Trump’s tariffs are already bearing fruit
Day one of the Trump tariff threat, which comes into force Tuesday, and the President has already scored a massive win. Mexico blinked.
Global reaction to the prospect of tariffs slapped on China, Canada and Mexico, probably the EU, has been uniformly negative; only the UK, by dint of Trump having holidayed here, feels sheepishly off the hook. Canada threatens retaliation; hockey fans booed the Star Spangled Banner in Ottawa.
Trump, said the commentators, had gone mad, turning the clock back to the isolationism of the 19th century.
But, lo, what is this? The president of Mexico, a grand lady in her sixties who puts one in mind of Lucille Bluth, delivered a nervous press conference at which she revealed she had spoken with Trump and, following a frank exchange of opinions, the tariffs will now be suspended for a month.
Why? Because Mexico has agreed to a series of migration and narcotics agreements that includes sending 10,000 guardsmen to patrol the border.
Hallelujah.
This is in-line with a separate statement by Kevin Hassett, Trump’s top economic advisor, to the effect that the administration is not pursuing a trade war but “a drug war”. The United States wants to stop the flow of fentanyl and criminals across its southern and northern borders. Help it to do that and, it would seem, the tariffs become magically negotiable.
Hopefully markets will now rally; S&P and Nasdaq have regained some earlier losses.

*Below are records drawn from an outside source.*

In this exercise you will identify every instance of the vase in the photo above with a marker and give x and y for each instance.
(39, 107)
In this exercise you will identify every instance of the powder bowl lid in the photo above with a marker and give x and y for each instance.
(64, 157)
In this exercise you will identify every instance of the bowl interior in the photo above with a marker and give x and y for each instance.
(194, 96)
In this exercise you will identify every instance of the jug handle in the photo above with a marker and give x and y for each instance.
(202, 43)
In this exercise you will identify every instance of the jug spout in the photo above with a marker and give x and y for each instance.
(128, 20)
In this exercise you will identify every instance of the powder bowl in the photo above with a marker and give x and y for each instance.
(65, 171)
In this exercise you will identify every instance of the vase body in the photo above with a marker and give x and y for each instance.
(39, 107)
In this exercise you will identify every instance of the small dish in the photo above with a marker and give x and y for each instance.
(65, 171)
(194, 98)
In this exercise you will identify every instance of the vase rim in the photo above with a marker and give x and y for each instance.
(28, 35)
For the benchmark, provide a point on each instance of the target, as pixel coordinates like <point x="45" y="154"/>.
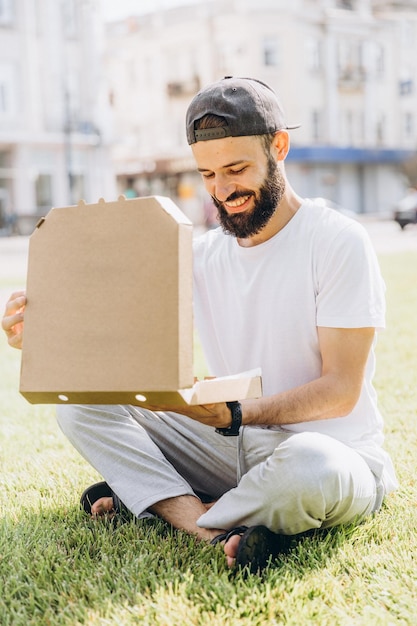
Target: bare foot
<point x="230" y="549"/>
<point x="103" y="506"/>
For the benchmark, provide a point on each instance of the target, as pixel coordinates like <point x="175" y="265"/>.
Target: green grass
<point x="58" y="567"/>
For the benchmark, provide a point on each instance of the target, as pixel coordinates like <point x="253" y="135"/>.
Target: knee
<point x="67" y="416"/>
<point x="318" y="465"/>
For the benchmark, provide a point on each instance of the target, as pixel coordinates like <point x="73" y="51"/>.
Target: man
<point x="285" y="285"/>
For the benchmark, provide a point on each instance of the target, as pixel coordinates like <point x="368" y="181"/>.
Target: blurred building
<point x="54" y="123"/>
<point x="345" y="69"/>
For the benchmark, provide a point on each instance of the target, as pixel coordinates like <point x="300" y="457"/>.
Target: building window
<point x="408" y="125"/>
<point x="316" y="126"/>
<point x="7" y="12"/>
<point x="43" y="192"/>
<point x="379" y="60"/>
<point x="314" y="54"/>
<point x="7" y="91"/>
<point x="345" y="4"/>
<point x="69" y="19"/>
<point x="270" y="52"/>
<point x="406" y="87"/>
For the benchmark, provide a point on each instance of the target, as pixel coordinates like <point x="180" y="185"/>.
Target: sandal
<point x="103" y="490"/>
<point x="257" y="548"/>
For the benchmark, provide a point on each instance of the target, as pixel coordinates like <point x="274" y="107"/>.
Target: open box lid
<point x="109" y="307"/>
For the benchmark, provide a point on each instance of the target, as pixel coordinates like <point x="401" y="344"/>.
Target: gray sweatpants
<point x="288" y="482"/>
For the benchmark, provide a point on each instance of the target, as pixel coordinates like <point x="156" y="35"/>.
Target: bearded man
<point x="283" y="284"/>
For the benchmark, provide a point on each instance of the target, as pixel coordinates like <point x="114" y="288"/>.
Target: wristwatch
<point x="233" y="429"/>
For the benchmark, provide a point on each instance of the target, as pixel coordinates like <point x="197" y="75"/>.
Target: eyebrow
<point x="224" y="167"/>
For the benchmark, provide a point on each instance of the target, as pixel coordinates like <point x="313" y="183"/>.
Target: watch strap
<point x="236" y="412"/>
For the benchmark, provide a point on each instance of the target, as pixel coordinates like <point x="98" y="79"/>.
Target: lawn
<point x="59" y="567"/>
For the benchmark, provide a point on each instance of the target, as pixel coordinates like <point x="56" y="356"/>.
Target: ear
<point x="280" y="145"/>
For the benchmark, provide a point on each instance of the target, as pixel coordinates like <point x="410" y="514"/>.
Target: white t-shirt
<point x="261" y="306"/>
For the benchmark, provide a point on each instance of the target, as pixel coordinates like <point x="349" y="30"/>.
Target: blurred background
<point x="93" y="95"/>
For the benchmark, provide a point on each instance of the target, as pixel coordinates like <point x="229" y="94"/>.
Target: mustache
<point x="233" y="196"/>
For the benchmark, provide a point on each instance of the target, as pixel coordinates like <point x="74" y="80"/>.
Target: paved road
<point x="386" y="236"/>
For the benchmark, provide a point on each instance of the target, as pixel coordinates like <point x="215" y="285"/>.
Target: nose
<point x="222" y="188"/>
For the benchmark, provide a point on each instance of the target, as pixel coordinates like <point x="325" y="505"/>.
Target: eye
<point x="239" y="171"/>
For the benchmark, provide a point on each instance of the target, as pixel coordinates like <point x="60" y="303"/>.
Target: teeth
<point x="237" y="202"/>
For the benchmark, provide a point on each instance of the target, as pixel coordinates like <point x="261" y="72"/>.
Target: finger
<point x="15" y="303"/>
<point x="9" y="321"/>
<point x="15" y="340"/>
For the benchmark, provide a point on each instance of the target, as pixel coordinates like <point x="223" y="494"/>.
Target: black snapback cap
<point x="249" y="107"/>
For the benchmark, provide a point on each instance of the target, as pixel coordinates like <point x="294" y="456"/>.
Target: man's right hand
<point x="12" y="322"/>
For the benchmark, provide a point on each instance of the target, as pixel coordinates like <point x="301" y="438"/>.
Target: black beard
<point x="247" y="224"/>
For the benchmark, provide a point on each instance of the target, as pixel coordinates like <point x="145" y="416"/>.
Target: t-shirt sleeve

In a column this morning, I asked if Trump’s tariffs were about “revenge” or “revenue” – that is using the threat of trade barriers as a foreign policy tool or as part of a project to shift America decisively away from imports. If Mexico sets a pattern – and we’ve yet to see what plays out with Canada – then we have our answer. It’s about coercion, not economic revolution. Hassett used the word “leverage,”

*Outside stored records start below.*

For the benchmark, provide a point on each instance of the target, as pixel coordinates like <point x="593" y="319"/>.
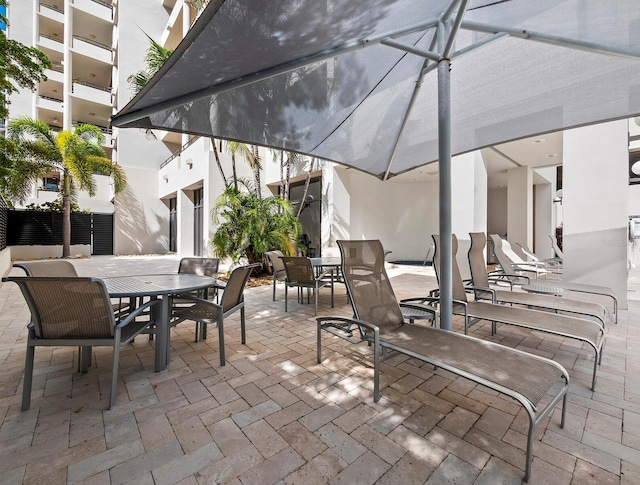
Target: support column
<point x="520" y="207"/>
<point x="468" y="203"/>
<point x="595" y="203"/>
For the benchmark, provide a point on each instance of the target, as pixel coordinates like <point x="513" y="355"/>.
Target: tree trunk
<point x="303" y="199"/>
<point x="282" y="174"/>
<point x="215" y="152"/>
<point x="256" y="171"/>
<point x="235" y="176"/>
<point x="66" y="216"/>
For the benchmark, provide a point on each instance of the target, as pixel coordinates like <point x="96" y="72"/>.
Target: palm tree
<point x="77" y="155"/>
<point x="247" y="153"/>
<point x="154" y="59"/>
<point x="249" y="225"/>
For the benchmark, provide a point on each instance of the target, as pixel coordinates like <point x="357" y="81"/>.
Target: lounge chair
<point x="483" y="290"/>
<point x="556" y="248"/>
<point x="537" y="383"/>
<point x="581" y="329"/>
<point x="508" y="273"/>
<point x="74" y="311"/>
<point x="554" y="263"/>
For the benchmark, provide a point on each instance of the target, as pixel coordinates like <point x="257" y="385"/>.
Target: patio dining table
<point x="162" y="286"/>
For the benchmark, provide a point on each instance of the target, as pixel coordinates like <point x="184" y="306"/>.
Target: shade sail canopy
<point x="385" y="86"/>
<point x="355" y="81"/>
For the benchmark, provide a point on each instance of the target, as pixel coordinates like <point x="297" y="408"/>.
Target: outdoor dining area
<point x="274" y="396"/>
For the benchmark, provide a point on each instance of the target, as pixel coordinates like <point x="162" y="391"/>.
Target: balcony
<point x="98" y="8"/>
<point x="53" y="12"/>
<point x="50" y="103"/>
<point x="91" y="48"/>
<point x="46" y="41"/>
<point x="92" y="92"/>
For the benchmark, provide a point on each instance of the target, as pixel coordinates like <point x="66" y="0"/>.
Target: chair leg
<point x="28" y="378"/>
<point x="221" y="338"/>
<point x="114" y="371"/>
<point x="242" y="326"/>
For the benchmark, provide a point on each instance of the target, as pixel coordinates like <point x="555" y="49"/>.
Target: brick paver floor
<point x="273" y="415"/>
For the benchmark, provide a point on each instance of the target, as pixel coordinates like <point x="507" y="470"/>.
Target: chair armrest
<point x="132" y="315"/>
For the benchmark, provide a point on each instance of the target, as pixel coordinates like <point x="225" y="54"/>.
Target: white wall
<point x="403" y="216"/>
<point x="595" y="206"/>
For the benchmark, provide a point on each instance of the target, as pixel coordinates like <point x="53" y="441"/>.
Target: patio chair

No doubt, the world will breathe a sigh of relief. It appears Trump is playing brinkmanship, creating a crisis to force other nations to respect the US and adjust their trade/policing policies. It’s not nice. It’s going to cause some short-term pain.
But it’s not irrational either, and if the price for continuing to access US markets is helping it to fight drugs, reduce immigration, spend more defence and stop cheating in trade – are these demands so unreasonable?